The arrival of the dark clouds and whistling gusts of wind only adds to the eerie vibe encountered at Bokor Mountain. Up until 1975 Bokor was the site of a resort hotel complex, complete with casino, villas and even a Catholic church. Opened in 1922 by the French community that was headquartered in Phnom Penh, about 200 kilometers to the north, Bokor was quite the posh weekend destination for expats and the wealthy Khmer upper crust.

This swank getaway in the clouds thrived until the mid 1970s when the destructive swathe of the Khmer Rouge came along. The notorious group of soldiers commandeered the resort, using the mountain as an operations base, and Bokor was never the same again. Most buildings on the mountaintop plateau were destroyed, gutted by fire or abandoned. Even after the Khmer Rouge had scattered and fled the scene, the forces of nature continued the destruction, slowly eroding away the once splendid architecture.

Bokor Palace Hotel

At the remains of the Bokor Palace Hotel, a thick coast of rusty fungus-like lichen covers the bullet-pockmarked concrete walls, shards of dirty glass poking out of window frames. Newly arrived visitors are left on their own to wander around the eerily quiet complex.
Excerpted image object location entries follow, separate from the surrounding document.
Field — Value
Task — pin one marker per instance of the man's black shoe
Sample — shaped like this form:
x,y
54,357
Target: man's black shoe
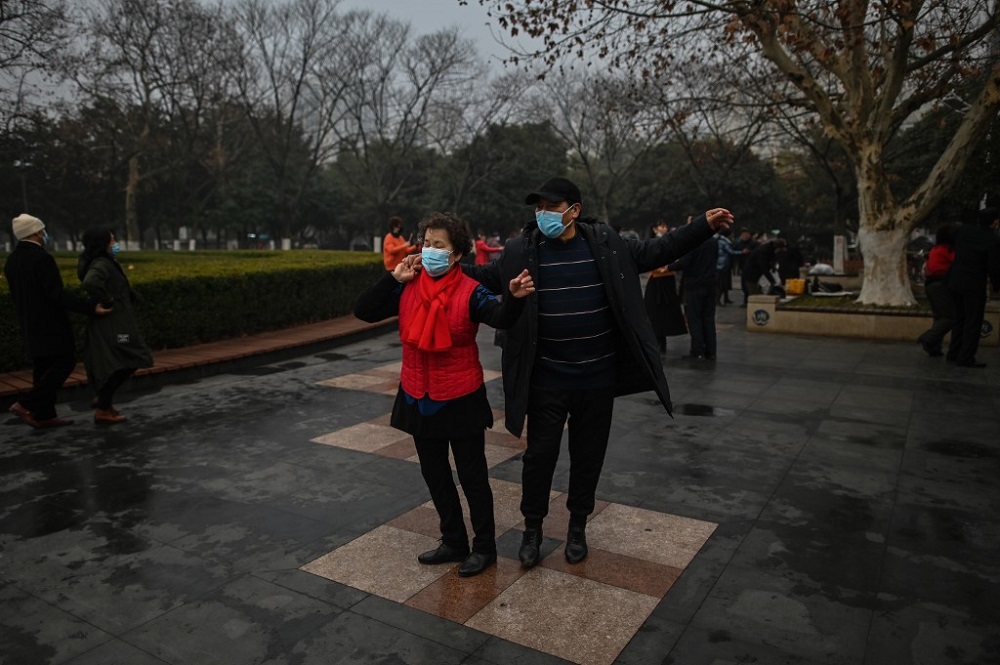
x,y
576,544
531,544
443,554
476,563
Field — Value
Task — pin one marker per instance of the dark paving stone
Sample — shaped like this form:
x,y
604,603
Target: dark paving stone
x,y
501,652
33,631
118,592
914,633
656,637
247,620
332,593
418,622
116,652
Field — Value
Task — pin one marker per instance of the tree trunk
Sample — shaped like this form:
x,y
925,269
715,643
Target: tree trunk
x,y
132,236
886,281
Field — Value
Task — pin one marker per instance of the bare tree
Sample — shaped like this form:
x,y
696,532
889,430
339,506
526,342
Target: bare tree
x,y
863,68
393,85
464,117
32,34
292,85
150,58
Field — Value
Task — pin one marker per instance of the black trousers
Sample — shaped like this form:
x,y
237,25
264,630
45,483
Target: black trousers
x,y
470,462
48,375
589,414
943,307
700,302
106,393
970,309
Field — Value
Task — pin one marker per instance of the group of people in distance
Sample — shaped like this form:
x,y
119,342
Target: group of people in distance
x,y
958,266
580,340
114,347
Inside the hotel, you find a deserted ballroom, a fireplace - used only to hold garbage nowadays - framing one end of the spacious room. Elsewhere, down the narrow corridors of the hotel, broken floor tiles and cracked banisters hint at the opulence that once existed here. The work of renegade graffiti artists, in a variety of languages, decorates the interiors of the rooms. A few kilometers away, on a separate cliff looking out over the sea, lies a private villa that once belonged to King Sihanouk. It, too has been gutted by vandals and now sports an obscene collection of colorful graffiti.

Signs of life

These days Bokor is gradually showing signs of life once again, mainly due to the trickle of curious foreign tourists that come to visit, along with the occasional group of locals that use the area as a picnic spot. From atop the peak, part of the Elephant Mountain range, and just under the lip of gray cloud cover, visitors can gaze at the vast aqua panorama of the Gulf of Thailand.
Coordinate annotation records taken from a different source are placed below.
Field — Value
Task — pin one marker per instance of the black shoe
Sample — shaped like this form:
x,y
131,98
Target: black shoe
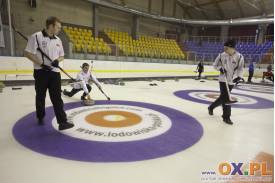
x,y
65,92
82,97
210,111
229,102
228,121
64,126
40,121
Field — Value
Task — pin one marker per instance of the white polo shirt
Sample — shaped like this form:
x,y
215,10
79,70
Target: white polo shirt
x,y
232,64
51,46
84,79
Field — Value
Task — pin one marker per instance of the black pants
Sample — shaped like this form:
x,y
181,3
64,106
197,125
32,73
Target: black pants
x,y
74,91
199,76
49,80
250,76
222,99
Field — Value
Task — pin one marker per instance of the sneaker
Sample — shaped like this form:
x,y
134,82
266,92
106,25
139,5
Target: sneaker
x,y
40,121
210,111
229,102
65,92
227,121
64,126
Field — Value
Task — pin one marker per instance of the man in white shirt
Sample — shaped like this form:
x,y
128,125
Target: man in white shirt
x,y
46,72
230,63
83,78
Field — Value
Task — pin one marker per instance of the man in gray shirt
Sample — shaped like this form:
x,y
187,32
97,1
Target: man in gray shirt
x,y
230,64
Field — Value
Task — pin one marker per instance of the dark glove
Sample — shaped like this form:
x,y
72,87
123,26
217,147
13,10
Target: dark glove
x,y
222,70
45,67
55,63
236,80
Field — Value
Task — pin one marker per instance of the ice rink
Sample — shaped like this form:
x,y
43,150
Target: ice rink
x,y
154,134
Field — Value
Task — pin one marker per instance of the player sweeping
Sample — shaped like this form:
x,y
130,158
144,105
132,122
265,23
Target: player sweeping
x,y
230,64
83,78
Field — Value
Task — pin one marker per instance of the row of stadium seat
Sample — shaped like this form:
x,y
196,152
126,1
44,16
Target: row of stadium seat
x,y
83,41
145,46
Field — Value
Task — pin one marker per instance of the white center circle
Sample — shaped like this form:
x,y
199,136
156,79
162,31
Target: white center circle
x,y
114,118
152,124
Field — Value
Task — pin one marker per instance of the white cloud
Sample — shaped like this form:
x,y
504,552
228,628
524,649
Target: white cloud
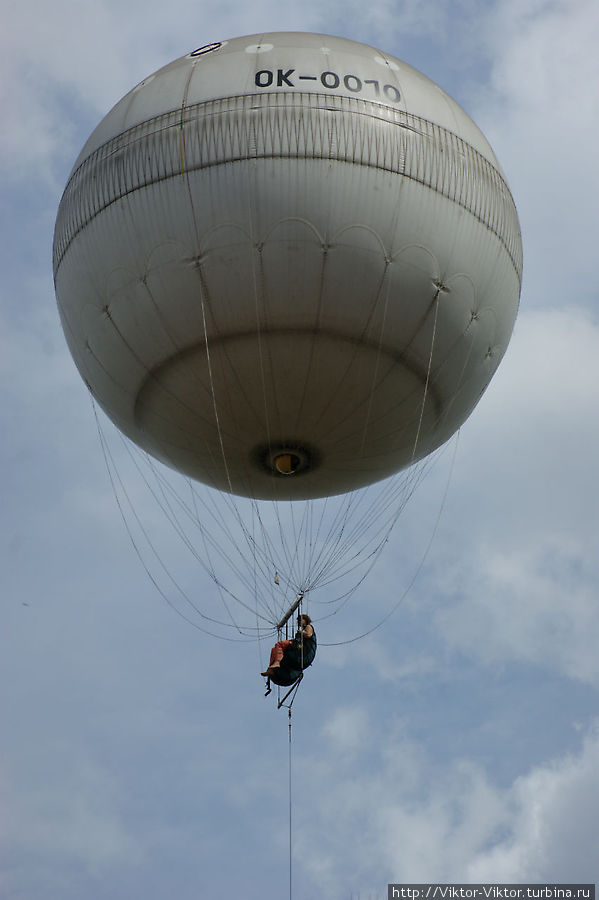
x,y
399,817
540,112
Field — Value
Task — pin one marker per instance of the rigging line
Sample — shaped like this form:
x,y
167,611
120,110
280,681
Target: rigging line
x,y
290,813
373,383
179,530
172,518
111,472
418,570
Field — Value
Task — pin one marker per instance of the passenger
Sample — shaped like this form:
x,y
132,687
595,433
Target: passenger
x,y
302,648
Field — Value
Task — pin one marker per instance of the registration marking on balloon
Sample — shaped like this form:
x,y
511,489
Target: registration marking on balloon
x,y
265,78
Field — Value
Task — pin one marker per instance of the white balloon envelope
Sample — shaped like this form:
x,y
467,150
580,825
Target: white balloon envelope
x,y
287,265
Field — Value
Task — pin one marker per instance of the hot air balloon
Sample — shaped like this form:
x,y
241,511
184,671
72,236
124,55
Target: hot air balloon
x,y
287,265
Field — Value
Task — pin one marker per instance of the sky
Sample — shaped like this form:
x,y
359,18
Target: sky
x,y
457,743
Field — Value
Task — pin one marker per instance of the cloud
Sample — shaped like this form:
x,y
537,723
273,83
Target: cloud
x,y
397,816
539,110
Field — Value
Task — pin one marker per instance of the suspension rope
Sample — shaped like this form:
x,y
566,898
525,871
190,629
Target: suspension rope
x,y
290,816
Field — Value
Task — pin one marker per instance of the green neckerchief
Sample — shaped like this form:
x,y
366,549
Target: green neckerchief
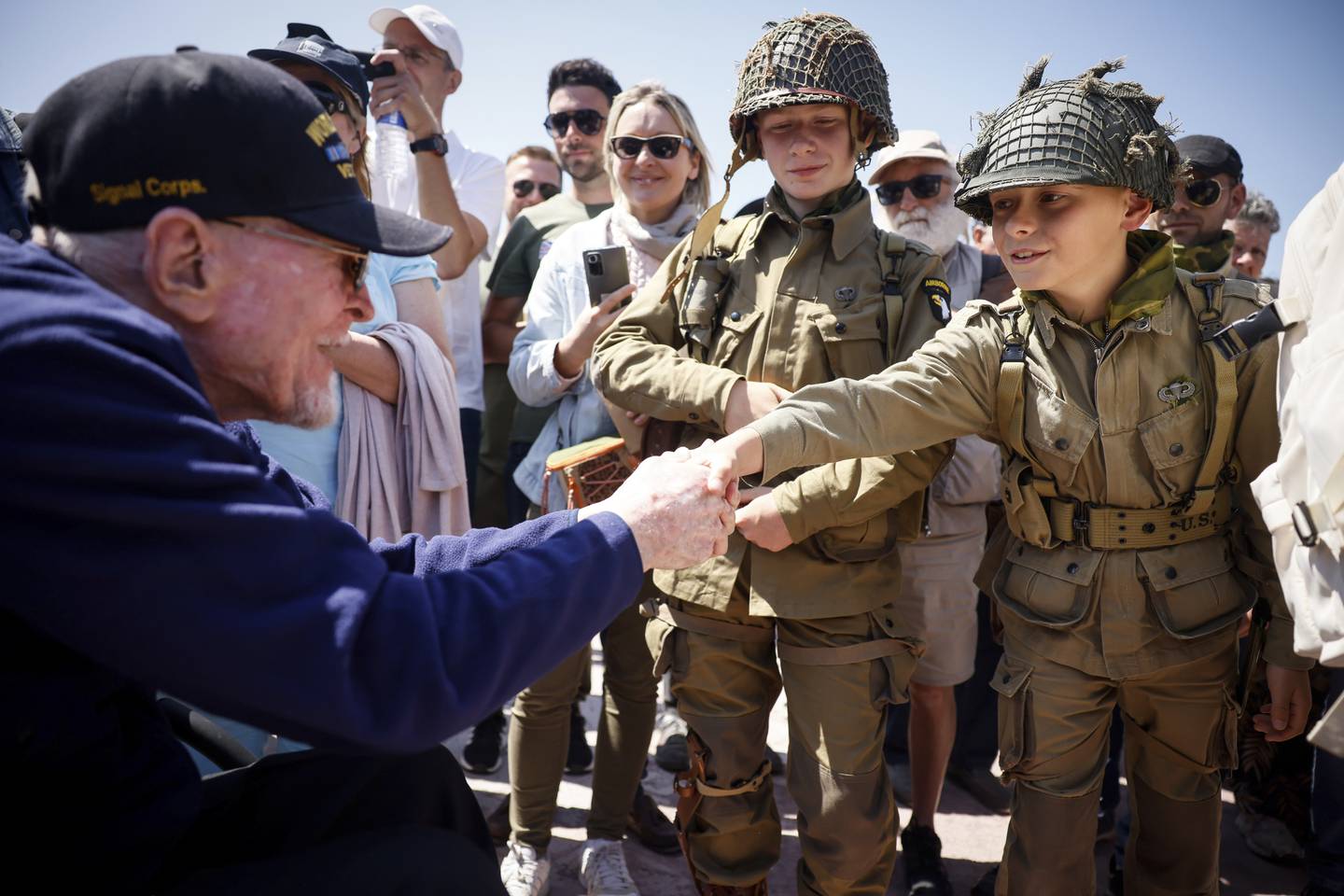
x,y
1207,257
1144,290
833,203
The sea lies surprisingly close to Bokor, just beyond a steep cliff a few meters from the back door of the old hotel. In the distance is a patchwork of small islands, some belonging to Vietnam. Besides the ghost town-like collection of decaying buildings that are strewn around the peak, Bokor - now a full-fledged national park - provides plenty of natural attractions for visitors to enjoy.
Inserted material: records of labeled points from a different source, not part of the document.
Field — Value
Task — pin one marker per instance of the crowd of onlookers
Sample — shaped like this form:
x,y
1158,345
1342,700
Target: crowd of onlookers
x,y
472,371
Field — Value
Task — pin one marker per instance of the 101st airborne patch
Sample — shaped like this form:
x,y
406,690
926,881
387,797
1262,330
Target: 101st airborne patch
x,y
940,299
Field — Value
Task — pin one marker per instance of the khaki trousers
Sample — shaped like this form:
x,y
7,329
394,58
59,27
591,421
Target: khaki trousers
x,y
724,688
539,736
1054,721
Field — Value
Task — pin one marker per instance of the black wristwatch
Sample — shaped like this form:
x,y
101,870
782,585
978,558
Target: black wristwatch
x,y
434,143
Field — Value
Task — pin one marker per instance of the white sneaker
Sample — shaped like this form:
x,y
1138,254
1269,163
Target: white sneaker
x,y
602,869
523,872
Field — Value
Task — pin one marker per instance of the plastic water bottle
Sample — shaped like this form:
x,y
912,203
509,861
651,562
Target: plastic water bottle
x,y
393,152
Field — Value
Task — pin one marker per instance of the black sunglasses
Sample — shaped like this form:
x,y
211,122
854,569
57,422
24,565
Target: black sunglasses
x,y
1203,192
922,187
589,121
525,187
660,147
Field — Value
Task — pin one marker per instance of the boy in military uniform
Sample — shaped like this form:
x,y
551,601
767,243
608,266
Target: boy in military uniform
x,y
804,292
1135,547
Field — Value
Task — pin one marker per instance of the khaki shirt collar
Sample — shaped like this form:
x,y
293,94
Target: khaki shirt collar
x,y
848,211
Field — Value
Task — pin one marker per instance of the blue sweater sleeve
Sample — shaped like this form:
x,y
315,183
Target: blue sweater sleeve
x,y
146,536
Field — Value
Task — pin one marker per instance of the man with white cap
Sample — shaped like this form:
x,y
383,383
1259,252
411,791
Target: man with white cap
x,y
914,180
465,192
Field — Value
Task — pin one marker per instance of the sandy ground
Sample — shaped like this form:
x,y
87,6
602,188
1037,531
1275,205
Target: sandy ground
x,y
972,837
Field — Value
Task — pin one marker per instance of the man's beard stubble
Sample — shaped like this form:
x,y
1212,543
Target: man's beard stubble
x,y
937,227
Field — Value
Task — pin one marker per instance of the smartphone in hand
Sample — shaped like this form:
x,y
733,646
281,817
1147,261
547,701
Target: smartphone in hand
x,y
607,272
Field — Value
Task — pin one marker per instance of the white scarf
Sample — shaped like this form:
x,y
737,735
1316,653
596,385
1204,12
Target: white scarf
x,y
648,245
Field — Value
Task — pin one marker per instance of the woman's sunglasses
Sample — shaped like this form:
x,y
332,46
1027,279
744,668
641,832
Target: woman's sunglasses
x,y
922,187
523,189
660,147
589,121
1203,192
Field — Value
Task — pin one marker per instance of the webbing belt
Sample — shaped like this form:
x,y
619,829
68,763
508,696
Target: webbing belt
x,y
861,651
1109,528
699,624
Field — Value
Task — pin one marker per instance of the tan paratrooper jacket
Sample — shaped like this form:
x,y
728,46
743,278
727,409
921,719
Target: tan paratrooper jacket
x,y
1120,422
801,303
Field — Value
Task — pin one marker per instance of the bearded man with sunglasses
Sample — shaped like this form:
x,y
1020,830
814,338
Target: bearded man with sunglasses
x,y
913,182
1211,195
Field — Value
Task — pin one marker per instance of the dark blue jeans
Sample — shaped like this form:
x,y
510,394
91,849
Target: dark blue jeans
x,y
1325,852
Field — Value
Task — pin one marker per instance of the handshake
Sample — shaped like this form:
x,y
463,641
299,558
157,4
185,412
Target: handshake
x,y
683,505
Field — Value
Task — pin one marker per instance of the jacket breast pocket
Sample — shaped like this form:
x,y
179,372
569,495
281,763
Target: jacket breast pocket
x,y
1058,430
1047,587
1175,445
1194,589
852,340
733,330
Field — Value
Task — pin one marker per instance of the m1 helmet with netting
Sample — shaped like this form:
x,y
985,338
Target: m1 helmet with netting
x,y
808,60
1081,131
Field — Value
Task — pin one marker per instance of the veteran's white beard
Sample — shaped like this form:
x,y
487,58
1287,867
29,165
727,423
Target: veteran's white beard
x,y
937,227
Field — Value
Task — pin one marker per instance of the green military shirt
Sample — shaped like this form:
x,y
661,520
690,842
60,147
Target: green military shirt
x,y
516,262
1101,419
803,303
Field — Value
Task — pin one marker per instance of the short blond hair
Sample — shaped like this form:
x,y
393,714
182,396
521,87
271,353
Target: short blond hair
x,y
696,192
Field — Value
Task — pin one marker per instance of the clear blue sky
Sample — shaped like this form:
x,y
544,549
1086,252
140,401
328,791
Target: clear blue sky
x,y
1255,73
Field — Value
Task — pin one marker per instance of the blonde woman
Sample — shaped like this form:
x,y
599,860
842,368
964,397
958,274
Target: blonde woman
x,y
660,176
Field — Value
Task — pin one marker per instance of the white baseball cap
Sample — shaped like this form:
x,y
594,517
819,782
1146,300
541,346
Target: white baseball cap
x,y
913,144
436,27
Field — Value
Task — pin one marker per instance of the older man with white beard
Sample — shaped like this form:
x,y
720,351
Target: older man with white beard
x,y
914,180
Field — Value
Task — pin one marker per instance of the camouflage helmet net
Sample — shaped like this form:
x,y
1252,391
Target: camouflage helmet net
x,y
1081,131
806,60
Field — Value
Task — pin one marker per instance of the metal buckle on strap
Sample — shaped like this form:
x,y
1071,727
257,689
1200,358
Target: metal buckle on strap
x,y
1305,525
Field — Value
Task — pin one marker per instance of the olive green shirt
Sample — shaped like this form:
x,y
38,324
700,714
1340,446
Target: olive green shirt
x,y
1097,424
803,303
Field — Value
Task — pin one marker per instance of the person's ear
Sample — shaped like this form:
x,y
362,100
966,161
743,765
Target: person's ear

Amidst the thick expanse of forest there are several rapids and waterfalls, the most notable of which is Popokvil Falls. Getting to the falls requires a scenic half-hour walk through rice fields, woods and shallow streams. Once you have passed an area of craggy rocks and shallow rapids, you will literally stumble upon the top of the actual falls. Disappointingly, there is yet no safe vantage point to view the falls from the bottom.

Getting there

Getting to Bokor, even nowadays, is no easy matter. Although it is located only about 30 kilometers from the heart of Kampot, the narrow gravel road leading to the top of the mountain is in such rough shape that it takes even a sturdy vehicle about two hours to make the ascent. I did the journey both up and down the mountain on the back of a motorcycle and I do believe my posterior and spine will never be the same again.

During the height of rainy season, when the road becomes a treacherous muddy slide, park officials prohibit any vehicle from attempting the trip. For those that don't relish a back-to-back four-hour assault on your spinal cord, and would like to spend more time exploring the park, there is now a guesthouse facility on the mountain with rooms starting at only $5 a night. The downside is that there is no restaurant or any food service in operation.

Entrance fee for foreigners visiting Bokor National Park is 20,000 riel, or five dollars, whichever denomination you happen to have on you. The park opens daily at 6:00 am.